A pandemia vai deixar algum aprendizado para o futebol?

O problema do futebol, como no Brasil todo, é que, quando acontece alguma coisa grave, se fala muito naquele momento e depois se larga tudo. Neste momento, a gente queria ver os clubes se unindo e pensando juntos. Mas não vai acontecer isso. Vai passar a pandemia, se Deus quiser, e depois cada um segue para o seu lado. Entre os clubes, cada um pensa no seu. Desde que me conheço como jogador, nunca vi os clubes se juntarem para resolver situações complicadas.

A parada deve mudar bastante a força dos times?

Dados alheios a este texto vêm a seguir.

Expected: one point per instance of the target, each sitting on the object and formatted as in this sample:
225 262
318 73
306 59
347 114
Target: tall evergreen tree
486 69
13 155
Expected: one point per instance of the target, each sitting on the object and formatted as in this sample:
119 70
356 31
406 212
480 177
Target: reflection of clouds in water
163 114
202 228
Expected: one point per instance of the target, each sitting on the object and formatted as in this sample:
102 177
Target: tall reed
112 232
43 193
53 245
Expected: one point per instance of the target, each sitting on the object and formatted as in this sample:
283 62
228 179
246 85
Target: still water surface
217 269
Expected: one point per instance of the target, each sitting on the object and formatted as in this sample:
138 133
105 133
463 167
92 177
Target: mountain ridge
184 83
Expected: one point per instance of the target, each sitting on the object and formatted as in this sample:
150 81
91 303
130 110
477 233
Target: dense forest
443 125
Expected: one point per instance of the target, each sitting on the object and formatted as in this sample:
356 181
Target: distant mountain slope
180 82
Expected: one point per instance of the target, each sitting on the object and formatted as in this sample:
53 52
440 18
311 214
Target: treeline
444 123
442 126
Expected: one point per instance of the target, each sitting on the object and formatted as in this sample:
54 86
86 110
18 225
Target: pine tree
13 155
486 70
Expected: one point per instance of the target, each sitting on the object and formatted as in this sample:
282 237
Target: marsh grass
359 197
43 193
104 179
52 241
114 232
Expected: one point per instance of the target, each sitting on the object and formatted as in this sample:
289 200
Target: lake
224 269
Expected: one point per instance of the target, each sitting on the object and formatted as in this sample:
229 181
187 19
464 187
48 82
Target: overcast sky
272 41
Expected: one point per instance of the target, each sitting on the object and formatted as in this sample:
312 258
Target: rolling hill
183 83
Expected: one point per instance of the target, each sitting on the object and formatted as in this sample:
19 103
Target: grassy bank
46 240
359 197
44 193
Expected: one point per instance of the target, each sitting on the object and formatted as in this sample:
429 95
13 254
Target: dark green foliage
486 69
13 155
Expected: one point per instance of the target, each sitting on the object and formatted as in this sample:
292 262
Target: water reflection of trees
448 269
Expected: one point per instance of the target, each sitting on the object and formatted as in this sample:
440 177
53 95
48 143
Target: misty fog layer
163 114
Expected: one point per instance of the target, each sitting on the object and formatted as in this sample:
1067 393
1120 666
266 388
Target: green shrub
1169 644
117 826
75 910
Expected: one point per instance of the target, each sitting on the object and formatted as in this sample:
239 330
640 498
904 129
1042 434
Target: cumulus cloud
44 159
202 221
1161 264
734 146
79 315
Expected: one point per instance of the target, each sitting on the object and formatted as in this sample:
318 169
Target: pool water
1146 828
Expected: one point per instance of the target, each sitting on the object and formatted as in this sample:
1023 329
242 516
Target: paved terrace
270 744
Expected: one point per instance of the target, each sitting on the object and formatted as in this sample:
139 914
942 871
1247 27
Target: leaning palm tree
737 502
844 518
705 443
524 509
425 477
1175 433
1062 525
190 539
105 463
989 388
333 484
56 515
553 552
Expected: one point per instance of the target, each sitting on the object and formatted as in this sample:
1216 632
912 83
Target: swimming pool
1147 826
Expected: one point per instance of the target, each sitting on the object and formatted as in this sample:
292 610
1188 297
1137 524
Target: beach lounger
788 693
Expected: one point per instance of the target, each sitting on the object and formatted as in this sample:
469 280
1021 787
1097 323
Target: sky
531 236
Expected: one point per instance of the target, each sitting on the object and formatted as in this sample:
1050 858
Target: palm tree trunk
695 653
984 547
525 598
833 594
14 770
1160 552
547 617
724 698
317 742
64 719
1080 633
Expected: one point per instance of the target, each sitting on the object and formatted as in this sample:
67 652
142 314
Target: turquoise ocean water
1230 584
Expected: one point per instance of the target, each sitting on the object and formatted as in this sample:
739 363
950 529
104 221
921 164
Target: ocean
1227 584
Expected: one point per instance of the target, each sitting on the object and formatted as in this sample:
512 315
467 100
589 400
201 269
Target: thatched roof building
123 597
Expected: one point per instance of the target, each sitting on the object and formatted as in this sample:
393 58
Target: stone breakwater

Vão voltar diferentes, sim. Primeiro na parte psicológica. Não é fácil. Jogador de futebol é como qualquer outra pessoa, tem família, tem sentimentos. Vai demorar um pouco para arrancar. Na parte física será o mesmo, vai deixar muito a desejar. Por mais que estejam treinando um pouco em casa, isso não basta. O futebol de hoje exige demais da parte física. Vai demorar um pouco para entrar no ritmo. Perdeu todo aquele embalo dos Estaduais. Vai mexer demais com os jogadores, diretoria e a torcida.

Ficou surpreso por adiarem tantos eventos esportivos?

Não. Tinha de fazer isso mesmo. Não tinha como estar em uma situação dessa e querer ter jogos, mesmo com portões fechados. Jogador de futebol não tinha cabeça para jogar com portões fechados. Só jogava porque tem contrato mesmo. Tinha de parar. Não tem condições psicológicas para ter festa neste momento. Temos de entender. Foi certo parar tudo.